The key to unlocking the sector's value is deal activity. This can take three forms. Private equity companies can offload a holding by a) taking it public, b) selling it to another private equity company on the so-called secondary market or c) finding a trade buyer. Flotations were popular in the technology boom but burnt sellers in the bust. This paved the way for secondary market sales to become the norm last decade, when managers made fabulous returns – and then steep losses – by bidding each others' assets up to quite unsustainable multiples.

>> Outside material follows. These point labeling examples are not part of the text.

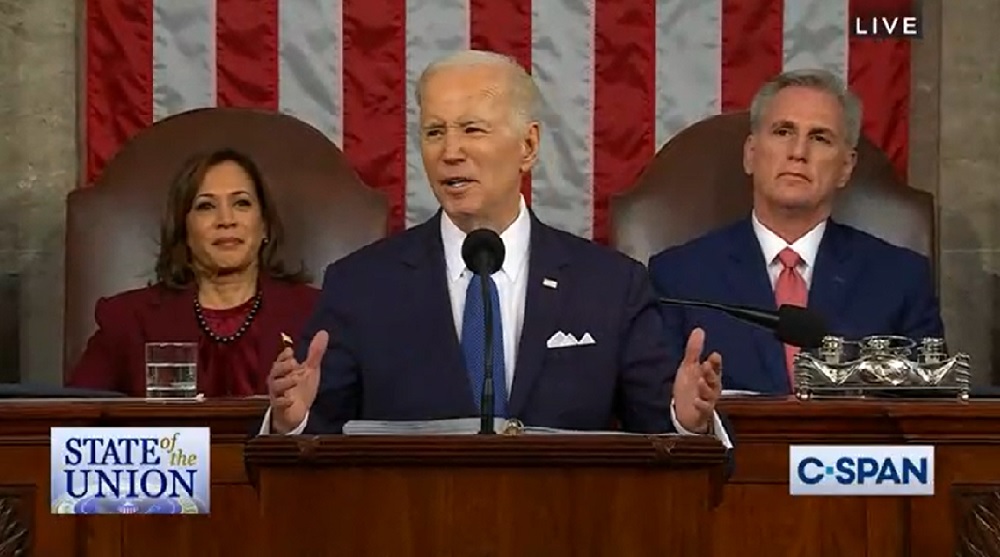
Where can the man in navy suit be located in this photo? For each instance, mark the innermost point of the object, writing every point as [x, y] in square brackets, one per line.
[805, 126]
[580, 342]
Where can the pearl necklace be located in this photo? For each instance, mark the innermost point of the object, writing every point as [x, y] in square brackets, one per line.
[239, 332]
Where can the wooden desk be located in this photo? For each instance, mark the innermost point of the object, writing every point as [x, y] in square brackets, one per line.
[233, 527]
[759, 517]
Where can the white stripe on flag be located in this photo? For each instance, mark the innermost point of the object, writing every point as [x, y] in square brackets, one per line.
[183, 56]
[816, 35]
[562, 60]
[688, 64]
[433, 30]
[310, 68]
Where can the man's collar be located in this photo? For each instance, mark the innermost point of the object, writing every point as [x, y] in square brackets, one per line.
[515, 239]
[771, 244]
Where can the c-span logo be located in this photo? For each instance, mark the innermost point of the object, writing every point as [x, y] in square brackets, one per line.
[861, 470]
[130, 470]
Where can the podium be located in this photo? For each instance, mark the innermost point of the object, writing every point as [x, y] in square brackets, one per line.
[497, 496]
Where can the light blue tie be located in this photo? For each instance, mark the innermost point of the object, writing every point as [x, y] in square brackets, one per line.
[474, 344]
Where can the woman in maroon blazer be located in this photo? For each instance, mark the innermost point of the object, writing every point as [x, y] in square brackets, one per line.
[220, 282]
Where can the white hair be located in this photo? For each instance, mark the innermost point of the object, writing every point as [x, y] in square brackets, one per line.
[814, 79]
[525, 98]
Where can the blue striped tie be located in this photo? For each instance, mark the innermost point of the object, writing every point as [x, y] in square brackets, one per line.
[474, 344]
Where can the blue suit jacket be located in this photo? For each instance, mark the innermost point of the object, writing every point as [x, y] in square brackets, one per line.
[861, 285]
[394, 353]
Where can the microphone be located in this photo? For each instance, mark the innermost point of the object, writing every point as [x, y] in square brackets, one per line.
[794, 325]
[483, 252]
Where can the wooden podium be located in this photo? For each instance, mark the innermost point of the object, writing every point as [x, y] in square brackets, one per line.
[497, 496]
[962, 519]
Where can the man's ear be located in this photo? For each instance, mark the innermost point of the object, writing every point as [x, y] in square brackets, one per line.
[529, 146]
[748, 150]
[850, 161]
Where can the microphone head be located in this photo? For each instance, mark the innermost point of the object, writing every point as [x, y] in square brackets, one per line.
[800, 327]
[483, 251]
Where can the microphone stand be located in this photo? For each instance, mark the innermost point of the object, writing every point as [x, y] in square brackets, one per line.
[488, 404]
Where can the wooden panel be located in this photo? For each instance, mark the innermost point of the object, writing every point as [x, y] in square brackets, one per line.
[761, 518]
[501, 496]
[757, 515]
[15, 523]
[977, 513]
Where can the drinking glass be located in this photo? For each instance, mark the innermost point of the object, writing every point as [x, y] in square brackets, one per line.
[171, 369]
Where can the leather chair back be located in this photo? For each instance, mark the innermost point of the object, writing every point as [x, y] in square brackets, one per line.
[696, 183]
[112, 230]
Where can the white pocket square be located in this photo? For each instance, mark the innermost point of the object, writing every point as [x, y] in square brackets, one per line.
[566, 340]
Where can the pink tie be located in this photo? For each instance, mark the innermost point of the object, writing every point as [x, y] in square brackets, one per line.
[790, 289]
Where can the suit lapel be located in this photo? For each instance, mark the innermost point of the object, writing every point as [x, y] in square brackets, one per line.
[547, 263]
[835, 269]
[425, 258]
[747, 274]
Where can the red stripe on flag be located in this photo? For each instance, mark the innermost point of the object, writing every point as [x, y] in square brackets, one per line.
[752, 44]
[119, 78]
[624, 100]
[374, 74]
[246, 53]
[879, 74]
[503, 27]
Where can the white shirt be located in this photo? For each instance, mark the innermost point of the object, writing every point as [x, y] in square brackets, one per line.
[771, 245]
[511, 281]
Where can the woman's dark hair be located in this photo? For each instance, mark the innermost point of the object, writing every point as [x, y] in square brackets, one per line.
[173, 264]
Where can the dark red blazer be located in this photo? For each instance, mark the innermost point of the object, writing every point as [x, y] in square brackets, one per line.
[115, 356]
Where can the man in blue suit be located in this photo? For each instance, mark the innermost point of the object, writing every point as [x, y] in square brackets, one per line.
[580, 343]
[805, 126]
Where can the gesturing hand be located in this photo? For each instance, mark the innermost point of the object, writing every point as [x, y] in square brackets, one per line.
[698, 385]
[292, 386]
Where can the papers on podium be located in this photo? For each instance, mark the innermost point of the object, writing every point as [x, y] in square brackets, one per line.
[457, 426]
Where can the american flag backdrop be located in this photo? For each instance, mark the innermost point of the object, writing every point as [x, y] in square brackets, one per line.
[618, 77]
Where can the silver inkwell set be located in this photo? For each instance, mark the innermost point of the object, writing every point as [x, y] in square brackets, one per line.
[881, 366]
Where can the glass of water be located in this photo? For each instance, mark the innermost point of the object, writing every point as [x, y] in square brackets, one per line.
[171, 369]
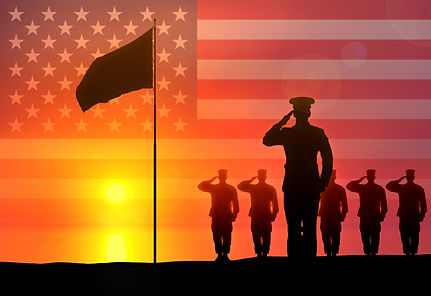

Secondary market subdued, flotations risky
Managers are wary of repeating the mistakes of the immediate past, so the secondary market has been subdued over the past 18 months. KKR's acquisition of Pets At Home from Bridgepoint is a lone example of activity – and one below KKR's usual capitalisation range. But many private equity schemes have so-called 'equity overhangs' – capital raised in the boom years that managers are contractually obliged to deploy – suggesting activity may pick up after the summer.
Flotations look risky, too, now the stock market has turned. BC Partners and Cinven sparked hopes of a return to the glory days when the travel booking company Amadeus raised E1.3bn in Madrid in late April – 6-7 times their original investment in 2005. But other plans have been put on ice. The risk is there for all to see in the case of Gartmore: Hellman & Freidman took the fund management group public in December, but its 24 per cent stake has since shrunk to just over half its opening value.
After a strong year for corporate cash-generation, trade sales look a safer bet. Apax Partners sold Tommy Hilfiger to the Phillips-Van Heusen Corporation in March for 4.5-5 times its original investment price. Such examples remain a relative rarity, however, and earnings growth will have to settle into a pattern before industry embarks on a major buying spree.
So the catalyst for a mass re-rating is not immediately visible. But if it were, discounts would probably be narrower. High yields pulled property trust discounts back from the brink last year, while a year of strong performance has helped listed hedged funds. In time, deal activity should do the same for private equity – and past experience suggests it's better to buy before the action.
Besides having a little patience, investors also need an ability to avoid the duds and the dullards, of course. Hg Capital is without doubt the highest-quality name in the sector, and it has an exceptional track record that is based on zero leverage at the trust level – clear evidence that, done well, private equity can be a very powerful tool of wealth creation.
But on a discount of 10 per cent, the good news is priced in.